December 4, 2014 at 1:10 pm

“The Mubarak project is still ongoing. He continues to extend his control over the Egyptian state via the businessmen who hold the keys to economic projects and by virtue of their ability to penetrate into Egyptian society and deceive some Egyptians with money in the same way that the Muslim Brotherhood used to,” Hossam Eissa, former deputy prime minister in the post-coup government said.

Eissa spoke to Egypt’s Al-Shorouk newspaper following the acquittal of Egypt’s deposed President Hosni Mubarak, his two sons, interior minister and two aides, on Saturday.

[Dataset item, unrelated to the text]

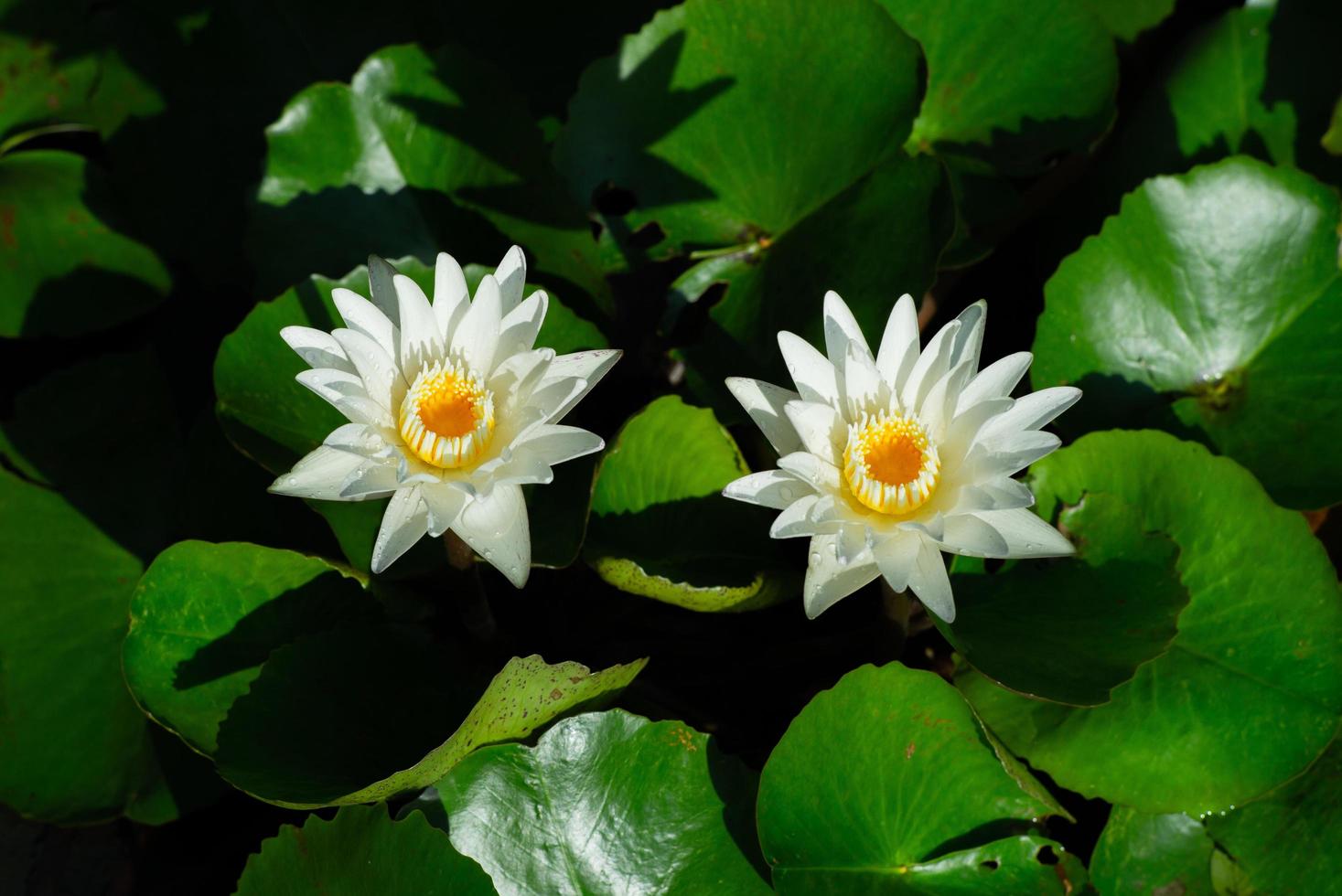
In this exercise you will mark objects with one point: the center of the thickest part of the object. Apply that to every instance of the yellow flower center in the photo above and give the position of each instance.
(447, 415)
(890, 463)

He said rumours that Mubarak’s son Jamal intends to run in the presidential elections in 2018 were not true. “It is highly unlikely that the son of the former president will be able to nominate himself since he is still involved in a criminal case that is still being considered by the courts.”

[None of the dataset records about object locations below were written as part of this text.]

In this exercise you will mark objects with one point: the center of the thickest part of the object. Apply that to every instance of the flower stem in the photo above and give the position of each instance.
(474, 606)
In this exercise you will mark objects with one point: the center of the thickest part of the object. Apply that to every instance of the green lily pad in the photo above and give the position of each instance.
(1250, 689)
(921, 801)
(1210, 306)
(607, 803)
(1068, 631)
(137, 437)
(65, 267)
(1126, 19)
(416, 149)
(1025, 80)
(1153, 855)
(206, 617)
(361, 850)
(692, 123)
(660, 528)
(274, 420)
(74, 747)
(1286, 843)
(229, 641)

“The issue is not restricted to the idea of whether Jamal Mubarak may stand for the next presidential elections; the seriousness of the matter is such that it extends beyond that to Mubarak’s men with their financial capabilities and economic strength, including businessmen and so on and so on. They are still able to return once more to the political arena and enter parliament paving the way for the return of the National Party to parliament.”

Eissa, who was a member of the committee in charge of the restitution of embezzled funds internally and externally, said: “The return of the National Party members to parliament would represent a grave danger to the Egyptian state and to the person occupying the post of president, whoever he happens to be, in case they manage to form a government in the future let alone their ability to stand in the way of the president’s decisions so as to serve their own interests.”

Based on his time as deputy prime minister, Eissa said he can confirm that Mubarak’s men are still in control of the cabinet and its economic inclinations especially with regards to public service projects. Therefore, Egyptians continue to be under their influence, he explained.

The former higher education minister added that businessmen are now under the guidance of the ideological circle of the Mubarak regime and the defunct era. These businessmen, he explained, consider the acquittal to be the kiss of life that will revive the dissolved National Party and bring him back to political life once again.